BAB III KRITIK DAN SARAN Pemekaran Provinsi Cirebon dari sisi ekonomi dan pemerataan infrastruktur sebenarnya sangat baik karena dengan adanya pemekaran tersebut maka akan terjadi pembangunan infrastruktur di Provinsi Cirebon mulai dari infrastruktur pemerintahan dan infrastruktur publik, sehingga dengan pemerataan pembangunan maka akan meningkatkan kesejahteraan masyrakat Provinsi Cirebon. Tetapi sebenarnya Provinsi Cirebon tidak harus terjadi, bila dari sisi ekonomi sebenarnya untuk memeratakan pembangunan dan meningkatkan kesejahteraan masyarakat tidak harus dengan adanya pemekaran wilayah. Untuk memeratakan pembangunan dan meningkatkan kesejahteraan masyarakat sebenarnya tergantung kepada kebijakan Provinsi Jawa Barat, misalnya mengingat Cirebon merupakan PKN (Pusat Kegiatan Nasional) sehingga bisa dijadikan wilayah dengan prioritas pembangunan di Jawa Barat. Dengan dijadikannya Cirebon sebagai wilayah prioritas pembangunan maka akan terjadi pemerataan pembangunan dan secara tidak langsung akan meningkatkan kesejahteraan masyarakat.
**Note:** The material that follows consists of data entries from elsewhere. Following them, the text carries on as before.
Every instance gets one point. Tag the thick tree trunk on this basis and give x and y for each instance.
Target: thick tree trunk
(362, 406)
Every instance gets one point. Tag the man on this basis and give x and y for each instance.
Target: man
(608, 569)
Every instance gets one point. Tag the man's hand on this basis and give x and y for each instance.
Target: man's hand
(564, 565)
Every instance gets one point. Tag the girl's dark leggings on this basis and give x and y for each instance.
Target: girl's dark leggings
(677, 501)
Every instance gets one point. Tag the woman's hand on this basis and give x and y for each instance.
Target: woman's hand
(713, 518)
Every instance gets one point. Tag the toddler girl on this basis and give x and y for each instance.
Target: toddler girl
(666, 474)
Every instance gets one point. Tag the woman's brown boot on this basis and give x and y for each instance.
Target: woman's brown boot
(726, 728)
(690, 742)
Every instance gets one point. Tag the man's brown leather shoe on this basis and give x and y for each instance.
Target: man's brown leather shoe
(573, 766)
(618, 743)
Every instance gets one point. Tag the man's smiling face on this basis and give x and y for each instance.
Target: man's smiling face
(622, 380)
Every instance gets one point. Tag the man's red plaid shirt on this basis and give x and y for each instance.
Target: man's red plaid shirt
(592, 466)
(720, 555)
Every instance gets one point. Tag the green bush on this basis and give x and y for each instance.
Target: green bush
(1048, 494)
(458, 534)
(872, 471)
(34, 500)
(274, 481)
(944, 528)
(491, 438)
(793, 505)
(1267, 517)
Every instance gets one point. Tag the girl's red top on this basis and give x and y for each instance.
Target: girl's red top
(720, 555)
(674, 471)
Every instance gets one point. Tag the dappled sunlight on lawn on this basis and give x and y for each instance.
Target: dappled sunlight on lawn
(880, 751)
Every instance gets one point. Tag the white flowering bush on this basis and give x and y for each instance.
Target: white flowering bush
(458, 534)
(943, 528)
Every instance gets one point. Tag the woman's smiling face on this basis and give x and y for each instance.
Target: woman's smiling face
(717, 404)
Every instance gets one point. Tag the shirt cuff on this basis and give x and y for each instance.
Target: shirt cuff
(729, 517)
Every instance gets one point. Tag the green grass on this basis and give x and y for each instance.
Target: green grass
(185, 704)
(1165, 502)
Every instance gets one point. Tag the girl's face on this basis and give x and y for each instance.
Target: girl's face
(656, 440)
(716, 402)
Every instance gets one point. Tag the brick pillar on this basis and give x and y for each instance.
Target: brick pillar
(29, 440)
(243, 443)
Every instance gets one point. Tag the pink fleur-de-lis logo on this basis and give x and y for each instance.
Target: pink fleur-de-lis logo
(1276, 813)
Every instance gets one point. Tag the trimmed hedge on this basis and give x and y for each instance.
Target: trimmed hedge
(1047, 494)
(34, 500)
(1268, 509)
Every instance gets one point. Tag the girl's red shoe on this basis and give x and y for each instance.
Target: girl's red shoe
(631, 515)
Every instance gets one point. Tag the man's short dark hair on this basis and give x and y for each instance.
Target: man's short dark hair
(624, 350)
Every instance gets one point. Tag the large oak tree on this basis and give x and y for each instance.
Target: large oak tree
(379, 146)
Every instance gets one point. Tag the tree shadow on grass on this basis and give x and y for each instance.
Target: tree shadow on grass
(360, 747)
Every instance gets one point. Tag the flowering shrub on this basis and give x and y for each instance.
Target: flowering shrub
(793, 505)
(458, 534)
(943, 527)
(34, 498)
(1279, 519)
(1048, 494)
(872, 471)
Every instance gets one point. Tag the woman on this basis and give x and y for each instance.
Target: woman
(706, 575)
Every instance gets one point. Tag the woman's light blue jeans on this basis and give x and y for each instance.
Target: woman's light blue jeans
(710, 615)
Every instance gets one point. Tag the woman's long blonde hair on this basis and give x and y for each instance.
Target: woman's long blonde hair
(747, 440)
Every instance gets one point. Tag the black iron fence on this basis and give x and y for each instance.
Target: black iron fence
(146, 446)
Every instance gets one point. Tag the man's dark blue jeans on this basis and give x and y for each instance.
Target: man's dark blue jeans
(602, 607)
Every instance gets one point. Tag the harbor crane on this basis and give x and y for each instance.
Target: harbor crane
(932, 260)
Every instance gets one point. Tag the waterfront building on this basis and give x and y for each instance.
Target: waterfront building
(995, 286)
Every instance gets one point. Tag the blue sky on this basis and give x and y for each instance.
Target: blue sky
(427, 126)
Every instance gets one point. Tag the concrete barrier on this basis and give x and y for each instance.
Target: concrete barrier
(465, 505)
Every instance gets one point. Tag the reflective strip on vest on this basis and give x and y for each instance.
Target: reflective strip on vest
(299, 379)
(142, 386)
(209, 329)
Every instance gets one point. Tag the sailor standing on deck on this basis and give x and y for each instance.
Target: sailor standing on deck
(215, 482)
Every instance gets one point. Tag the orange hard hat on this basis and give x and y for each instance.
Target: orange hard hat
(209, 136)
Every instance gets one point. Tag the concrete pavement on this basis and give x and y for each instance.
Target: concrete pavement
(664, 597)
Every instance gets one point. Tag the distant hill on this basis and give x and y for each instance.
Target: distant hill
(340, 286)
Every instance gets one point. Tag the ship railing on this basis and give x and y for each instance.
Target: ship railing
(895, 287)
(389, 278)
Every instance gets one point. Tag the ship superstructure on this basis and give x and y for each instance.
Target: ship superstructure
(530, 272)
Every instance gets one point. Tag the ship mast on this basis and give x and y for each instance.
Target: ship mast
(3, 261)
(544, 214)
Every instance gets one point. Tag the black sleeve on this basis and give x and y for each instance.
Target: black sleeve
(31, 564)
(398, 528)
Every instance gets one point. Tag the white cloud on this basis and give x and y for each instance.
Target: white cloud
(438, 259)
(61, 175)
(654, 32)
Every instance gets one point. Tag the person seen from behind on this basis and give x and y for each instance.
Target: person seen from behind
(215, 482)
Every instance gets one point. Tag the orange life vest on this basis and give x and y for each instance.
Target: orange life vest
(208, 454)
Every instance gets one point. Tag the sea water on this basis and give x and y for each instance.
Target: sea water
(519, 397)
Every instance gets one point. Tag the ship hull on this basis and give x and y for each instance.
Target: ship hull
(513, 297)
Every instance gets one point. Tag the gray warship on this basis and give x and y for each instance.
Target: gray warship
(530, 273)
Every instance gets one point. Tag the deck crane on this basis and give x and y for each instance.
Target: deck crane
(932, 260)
Selain itu, perbedaan budaya antara Provinsi Jawa Barat dan Cirebon yang merupakan salah satu alasan terjadinya pemekaran sebenarnya tidak terlalu dipermasalahkan, justru itu dapat dijadikan suatu potensi dalam kebudayaan dan pariwisata di Provinsi Jawa Barat. Dengan adanya variasi budaya di Provinsi Jawa Barat maka akan menambah daya tarik budaya dan pariwisata di Provinsi Jawa Barat sehingga dengan adanya daya tarik ini akan meningkatkan jumlah wisatawan dan akan meningkatkan kesejahteraan masyarakat khususnya di wilayah utara Provinsi Jawa Barat.